Hypothesis testing¶
The goal of hypothesis testing is to answer a simple yes / no question about a population parameter. There are two types of hypothesis, $H_{0}$ the null hypothesis and $H_{A}$ the Alternate hypothesis.
The steps followed are:
- set up the hypothesis (null, alternate)
- choose $\alpha$ level (confidence interval)
- determine rejection region (on the z curve)
- compute the test statistic (p value based on z score)
- make a decision
Rules in hypothesis testing
- No equal sign in $H_{A}$. Only $\ne, <, >$ signs
- Put what you want to test in $H_{A}$, unless you violate rule 1, then you put that in $H_{0}$
- Believe $H_{0}$ unless the dataset shows otherwise
- when we make our decision, we either reject $H_{0}$ or fail to reject it.
Examples of formulating hypothesis¶
- Nitrate levels are unsafe if > 10ppm. Test if out water is unsafe on average.
- $H_{0} => \mu \le 10ppm$
- $H_{A} => \mu > 10 ppm$
- Test if a coin is fair.
- $H_{0} => p(h)=0.5$
- $H_{A} => p(h)\ne 0.5$ This is because alt hypothesis should not have equal sign.
Type 1, 2 errors¶
For a jury trial, our motto is innocent until proven guilty. Hence
$H_{0} => innocent$ as we reject H0 or fail to do so
$H_{A} => guilty$
Type 1 error: False positive
- we reject $H_{0}$ when it is still true
- $\alpha$ = p(type 1 error) = p(rejecting $H_{0}$ when it is still true)

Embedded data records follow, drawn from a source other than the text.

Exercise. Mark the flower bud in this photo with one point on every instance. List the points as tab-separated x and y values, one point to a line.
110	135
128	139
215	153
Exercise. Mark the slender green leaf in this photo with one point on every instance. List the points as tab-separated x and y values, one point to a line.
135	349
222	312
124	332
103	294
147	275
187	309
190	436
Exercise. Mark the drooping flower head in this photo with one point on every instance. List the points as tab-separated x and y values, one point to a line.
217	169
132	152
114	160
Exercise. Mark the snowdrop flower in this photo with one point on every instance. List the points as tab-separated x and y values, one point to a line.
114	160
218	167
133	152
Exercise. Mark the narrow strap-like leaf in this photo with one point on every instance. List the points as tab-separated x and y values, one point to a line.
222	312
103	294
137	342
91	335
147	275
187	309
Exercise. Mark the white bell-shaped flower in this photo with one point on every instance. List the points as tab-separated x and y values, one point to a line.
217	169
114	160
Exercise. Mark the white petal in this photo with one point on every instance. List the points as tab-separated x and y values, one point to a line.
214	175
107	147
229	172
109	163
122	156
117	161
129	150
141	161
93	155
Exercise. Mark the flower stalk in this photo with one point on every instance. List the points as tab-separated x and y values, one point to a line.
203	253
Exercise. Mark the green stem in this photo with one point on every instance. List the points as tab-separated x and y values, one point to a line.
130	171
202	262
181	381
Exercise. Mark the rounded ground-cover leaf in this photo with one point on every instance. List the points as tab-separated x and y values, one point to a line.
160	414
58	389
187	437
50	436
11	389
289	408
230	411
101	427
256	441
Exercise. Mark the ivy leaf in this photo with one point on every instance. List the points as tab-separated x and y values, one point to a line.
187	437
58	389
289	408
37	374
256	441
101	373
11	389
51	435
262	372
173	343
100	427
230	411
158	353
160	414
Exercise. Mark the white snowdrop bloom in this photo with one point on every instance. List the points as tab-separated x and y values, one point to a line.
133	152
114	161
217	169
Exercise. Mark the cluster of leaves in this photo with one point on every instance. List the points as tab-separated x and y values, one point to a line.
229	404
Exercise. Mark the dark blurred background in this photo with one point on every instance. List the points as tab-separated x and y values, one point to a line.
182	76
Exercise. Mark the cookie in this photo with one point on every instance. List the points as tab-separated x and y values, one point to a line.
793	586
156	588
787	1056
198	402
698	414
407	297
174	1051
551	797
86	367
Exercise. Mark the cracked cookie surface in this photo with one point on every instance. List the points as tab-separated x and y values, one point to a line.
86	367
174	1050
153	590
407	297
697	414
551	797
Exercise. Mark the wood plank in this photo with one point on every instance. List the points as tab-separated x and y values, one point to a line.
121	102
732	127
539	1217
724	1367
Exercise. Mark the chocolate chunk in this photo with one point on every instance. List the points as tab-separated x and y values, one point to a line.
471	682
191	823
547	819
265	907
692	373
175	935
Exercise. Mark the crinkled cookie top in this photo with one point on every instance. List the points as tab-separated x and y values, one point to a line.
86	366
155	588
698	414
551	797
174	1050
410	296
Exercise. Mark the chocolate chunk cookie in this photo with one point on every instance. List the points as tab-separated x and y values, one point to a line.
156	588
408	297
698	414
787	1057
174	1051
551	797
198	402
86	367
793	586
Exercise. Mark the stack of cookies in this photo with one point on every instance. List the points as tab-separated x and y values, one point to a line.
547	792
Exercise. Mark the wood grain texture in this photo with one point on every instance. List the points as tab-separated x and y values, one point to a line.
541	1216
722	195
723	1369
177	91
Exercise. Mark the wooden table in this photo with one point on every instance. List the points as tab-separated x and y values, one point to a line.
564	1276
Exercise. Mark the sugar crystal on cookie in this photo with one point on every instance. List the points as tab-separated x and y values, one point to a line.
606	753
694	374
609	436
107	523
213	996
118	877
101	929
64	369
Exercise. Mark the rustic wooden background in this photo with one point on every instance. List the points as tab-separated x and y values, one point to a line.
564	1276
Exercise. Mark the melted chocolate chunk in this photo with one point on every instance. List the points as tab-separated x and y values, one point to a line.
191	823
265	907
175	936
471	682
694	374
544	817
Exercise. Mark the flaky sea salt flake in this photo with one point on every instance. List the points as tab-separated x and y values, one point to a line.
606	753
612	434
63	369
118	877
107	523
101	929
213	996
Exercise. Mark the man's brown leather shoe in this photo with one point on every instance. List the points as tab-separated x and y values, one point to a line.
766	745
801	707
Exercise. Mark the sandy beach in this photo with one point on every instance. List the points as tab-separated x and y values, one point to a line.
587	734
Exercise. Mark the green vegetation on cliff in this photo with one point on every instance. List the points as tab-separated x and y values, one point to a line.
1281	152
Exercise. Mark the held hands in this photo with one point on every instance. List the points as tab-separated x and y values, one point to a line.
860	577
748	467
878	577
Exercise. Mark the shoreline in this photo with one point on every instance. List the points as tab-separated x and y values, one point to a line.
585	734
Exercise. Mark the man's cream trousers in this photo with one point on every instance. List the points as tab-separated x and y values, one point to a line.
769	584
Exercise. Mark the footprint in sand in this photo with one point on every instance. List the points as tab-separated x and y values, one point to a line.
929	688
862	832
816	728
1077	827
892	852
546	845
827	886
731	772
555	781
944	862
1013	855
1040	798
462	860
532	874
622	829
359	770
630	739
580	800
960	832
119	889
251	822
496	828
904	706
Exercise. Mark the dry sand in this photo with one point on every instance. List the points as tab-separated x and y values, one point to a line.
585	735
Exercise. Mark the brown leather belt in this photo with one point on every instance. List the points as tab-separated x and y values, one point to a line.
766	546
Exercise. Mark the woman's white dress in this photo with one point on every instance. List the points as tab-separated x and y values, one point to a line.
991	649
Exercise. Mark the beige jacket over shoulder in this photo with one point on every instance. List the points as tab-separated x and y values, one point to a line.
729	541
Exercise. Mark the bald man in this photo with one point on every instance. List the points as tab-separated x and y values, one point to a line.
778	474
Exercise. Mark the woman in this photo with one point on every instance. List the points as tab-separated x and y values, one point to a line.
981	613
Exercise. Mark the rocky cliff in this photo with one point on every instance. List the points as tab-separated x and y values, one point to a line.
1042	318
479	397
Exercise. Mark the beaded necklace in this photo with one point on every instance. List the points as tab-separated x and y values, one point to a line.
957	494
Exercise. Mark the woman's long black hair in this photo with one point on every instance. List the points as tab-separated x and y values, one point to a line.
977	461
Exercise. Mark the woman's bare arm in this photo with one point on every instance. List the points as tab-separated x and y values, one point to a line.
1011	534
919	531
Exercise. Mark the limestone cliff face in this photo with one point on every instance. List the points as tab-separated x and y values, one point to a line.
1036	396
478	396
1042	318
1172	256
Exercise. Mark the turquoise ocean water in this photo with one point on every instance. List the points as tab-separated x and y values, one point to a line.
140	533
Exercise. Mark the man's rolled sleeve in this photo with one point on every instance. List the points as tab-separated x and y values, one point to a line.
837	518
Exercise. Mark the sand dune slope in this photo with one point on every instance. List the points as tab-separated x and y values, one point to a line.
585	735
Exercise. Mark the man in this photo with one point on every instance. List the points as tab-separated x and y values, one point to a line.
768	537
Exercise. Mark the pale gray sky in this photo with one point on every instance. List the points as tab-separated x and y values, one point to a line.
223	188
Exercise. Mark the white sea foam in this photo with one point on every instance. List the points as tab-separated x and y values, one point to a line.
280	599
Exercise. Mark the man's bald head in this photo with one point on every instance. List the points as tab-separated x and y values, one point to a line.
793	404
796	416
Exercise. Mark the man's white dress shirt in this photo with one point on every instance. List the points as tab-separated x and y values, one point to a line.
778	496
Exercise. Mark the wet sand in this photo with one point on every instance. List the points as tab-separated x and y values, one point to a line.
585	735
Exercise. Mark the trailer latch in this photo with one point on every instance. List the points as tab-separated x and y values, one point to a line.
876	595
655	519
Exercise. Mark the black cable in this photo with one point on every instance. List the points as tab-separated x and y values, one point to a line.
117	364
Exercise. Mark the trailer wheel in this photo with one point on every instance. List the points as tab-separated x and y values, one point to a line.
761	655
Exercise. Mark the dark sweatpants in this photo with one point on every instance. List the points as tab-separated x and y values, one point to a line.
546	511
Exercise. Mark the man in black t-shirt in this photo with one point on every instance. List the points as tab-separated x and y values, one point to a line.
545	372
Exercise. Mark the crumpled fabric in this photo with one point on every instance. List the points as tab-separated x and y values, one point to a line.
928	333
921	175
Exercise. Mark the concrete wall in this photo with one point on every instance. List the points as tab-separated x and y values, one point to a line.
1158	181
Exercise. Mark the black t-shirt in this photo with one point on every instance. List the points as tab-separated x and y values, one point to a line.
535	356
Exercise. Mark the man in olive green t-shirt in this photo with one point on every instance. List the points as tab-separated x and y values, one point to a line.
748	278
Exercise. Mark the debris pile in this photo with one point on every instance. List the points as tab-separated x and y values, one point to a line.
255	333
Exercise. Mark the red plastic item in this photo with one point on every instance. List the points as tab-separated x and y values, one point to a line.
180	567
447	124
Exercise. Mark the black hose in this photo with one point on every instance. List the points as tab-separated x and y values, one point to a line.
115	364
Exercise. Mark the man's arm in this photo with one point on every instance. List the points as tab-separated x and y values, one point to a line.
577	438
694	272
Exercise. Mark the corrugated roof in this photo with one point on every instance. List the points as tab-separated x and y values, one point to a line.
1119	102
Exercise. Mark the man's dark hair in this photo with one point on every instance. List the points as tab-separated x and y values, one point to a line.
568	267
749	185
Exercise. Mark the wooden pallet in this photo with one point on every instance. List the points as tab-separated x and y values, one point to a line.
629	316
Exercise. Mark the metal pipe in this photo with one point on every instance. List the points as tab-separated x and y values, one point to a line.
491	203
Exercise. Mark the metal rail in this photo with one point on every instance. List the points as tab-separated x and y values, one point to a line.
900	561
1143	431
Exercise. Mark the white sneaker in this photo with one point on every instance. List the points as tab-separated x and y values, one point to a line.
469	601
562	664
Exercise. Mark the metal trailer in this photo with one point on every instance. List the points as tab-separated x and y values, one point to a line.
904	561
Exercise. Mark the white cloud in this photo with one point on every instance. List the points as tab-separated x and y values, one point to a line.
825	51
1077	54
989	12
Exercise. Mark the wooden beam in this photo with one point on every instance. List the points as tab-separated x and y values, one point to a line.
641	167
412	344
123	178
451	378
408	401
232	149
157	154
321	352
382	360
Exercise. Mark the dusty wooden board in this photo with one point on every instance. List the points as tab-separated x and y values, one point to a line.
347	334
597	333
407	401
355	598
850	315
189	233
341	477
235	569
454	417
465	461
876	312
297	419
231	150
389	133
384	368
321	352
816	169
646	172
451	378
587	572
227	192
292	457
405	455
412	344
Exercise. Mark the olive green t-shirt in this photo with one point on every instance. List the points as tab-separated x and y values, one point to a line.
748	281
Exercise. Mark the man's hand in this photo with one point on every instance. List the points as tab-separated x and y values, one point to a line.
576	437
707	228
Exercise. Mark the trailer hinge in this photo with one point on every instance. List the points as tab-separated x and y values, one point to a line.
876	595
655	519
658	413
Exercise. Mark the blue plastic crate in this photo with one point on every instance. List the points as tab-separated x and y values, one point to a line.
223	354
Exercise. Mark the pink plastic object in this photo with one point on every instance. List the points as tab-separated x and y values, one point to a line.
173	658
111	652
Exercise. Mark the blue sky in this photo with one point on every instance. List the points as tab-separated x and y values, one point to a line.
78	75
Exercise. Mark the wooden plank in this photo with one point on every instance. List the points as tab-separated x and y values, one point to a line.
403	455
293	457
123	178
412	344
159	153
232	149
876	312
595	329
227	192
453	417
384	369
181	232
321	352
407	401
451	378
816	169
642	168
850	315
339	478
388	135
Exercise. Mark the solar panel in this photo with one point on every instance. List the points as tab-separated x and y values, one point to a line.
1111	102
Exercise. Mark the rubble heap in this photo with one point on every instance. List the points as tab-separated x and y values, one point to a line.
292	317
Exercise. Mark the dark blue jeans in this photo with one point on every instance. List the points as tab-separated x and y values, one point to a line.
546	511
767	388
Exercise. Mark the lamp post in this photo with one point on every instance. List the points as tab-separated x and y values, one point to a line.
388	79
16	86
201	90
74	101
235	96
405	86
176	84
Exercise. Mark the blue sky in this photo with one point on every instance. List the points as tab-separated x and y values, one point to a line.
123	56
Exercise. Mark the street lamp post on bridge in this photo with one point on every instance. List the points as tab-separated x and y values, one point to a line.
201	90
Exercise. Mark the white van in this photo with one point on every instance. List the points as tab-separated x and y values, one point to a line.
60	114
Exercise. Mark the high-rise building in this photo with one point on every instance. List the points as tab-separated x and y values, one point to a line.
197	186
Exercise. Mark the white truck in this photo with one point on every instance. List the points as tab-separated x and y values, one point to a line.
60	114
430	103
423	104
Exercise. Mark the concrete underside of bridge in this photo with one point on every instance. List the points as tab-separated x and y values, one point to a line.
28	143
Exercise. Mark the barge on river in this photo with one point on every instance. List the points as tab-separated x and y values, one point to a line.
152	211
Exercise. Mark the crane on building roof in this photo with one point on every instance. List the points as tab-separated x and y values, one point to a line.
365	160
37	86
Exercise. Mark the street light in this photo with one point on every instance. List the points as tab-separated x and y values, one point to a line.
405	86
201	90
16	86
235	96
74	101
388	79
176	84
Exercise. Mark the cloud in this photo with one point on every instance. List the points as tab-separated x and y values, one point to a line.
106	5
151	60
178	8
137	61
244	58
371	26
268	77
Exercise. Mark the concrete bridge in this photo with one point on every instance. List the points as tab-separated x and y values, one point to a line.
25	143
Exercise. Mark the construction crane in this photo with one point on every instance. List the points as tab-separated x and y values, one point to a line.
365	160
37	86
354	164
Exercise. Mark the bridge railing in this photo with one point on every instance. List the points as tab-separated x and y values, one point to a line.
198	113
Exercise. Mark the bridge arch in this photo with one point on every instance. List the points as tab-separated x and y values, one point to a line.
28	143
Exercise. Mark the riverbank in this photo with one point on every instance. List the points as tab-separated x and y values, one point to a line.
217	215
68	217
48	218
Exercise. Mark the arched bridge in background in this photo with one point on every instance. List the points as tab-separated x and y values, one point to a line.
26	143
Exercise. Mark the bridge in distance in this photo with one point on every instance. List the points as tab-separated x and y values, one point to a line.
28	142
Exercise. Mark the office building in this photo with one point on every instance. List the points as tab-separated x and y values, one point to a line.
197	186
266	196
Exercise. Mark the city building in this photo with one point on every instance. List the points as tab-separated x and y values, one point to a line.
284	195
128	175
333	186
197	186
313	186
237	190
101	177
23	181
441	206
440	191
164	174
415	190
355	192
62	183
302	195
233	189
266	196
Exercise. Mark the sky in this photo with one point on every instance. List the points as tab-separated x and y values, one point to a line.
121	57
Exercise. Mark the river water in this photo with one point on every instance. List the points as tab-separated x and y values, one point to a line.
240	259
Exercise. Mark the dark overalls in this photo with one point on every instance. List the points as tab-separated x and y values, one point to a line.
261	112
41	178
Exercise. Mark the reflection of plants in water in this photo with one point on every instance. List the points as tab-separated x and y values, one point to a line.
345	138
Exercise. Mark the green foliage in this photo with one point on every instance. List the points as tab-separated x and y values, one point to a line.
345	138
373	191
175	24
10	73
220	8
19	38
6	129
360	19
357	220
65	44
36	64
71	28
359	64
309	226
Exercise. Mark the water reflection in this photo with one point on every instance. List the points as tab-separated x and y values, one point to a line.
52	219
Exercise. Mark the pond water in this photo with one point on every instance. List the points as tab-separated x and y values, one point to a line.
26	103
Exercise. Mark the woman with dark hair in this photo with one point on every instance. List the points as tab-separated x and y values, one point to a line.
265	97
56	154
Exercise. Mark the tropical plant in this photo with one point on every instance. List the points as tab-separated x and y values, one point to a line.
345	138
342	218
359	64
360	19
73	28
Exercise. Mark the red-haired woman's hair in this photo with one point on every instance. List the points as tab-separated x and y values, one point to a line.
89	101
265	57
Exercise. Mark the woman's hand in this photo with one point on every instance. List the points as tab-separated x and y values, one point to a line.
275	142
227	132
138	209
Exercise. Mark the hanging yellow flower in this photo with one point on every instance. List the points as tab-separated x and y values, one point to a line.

Type 2 error: False negative
- $\beta$ = p(type 2 error) = p(failing to reject $H_{0}$ when $H_{A}$ is true)
In practice, we fix $\alpha = 0.5$ and calculate $\beta' = (1-\beta)$
Testing your hypothesis¶
You calculate the test statistic as $$TS = \frac{\bar x - \mu}{\frac{s}{\sqrt n}}$$ You either reject or approve the $H_{0}$ based on the value of the TS compared against the p value for the said $\alpha$ value (confidence interval)
Example
A sample of 49
batteries are tested for their limetimes. The SD is 15.0
, mean longivity is 1006.2
. Is it possible to claim the batteries last longer than 1000
hours on average?
$\bar x = 1006.2$, $n=49$, $s=15$, $\alpha = 0.01$ assumed. $$H_{0} => \mu \le 1000$$ $$H_{A} => \mu > 1000$$
Find Test Statistic $$TS = \frac{1006.2-1000}{15/\sqrt{49}}$$ $$TS=2.89$$ This is a right tailed hypothesis as we test if test statistic is > z score for the said alpha.
z score for $\alpha=0.01$ = 2.576 (for 99% CI) The TS is > z score. Hence reject $H_{0}$. Thus mean battery life > 1000 hours by significance.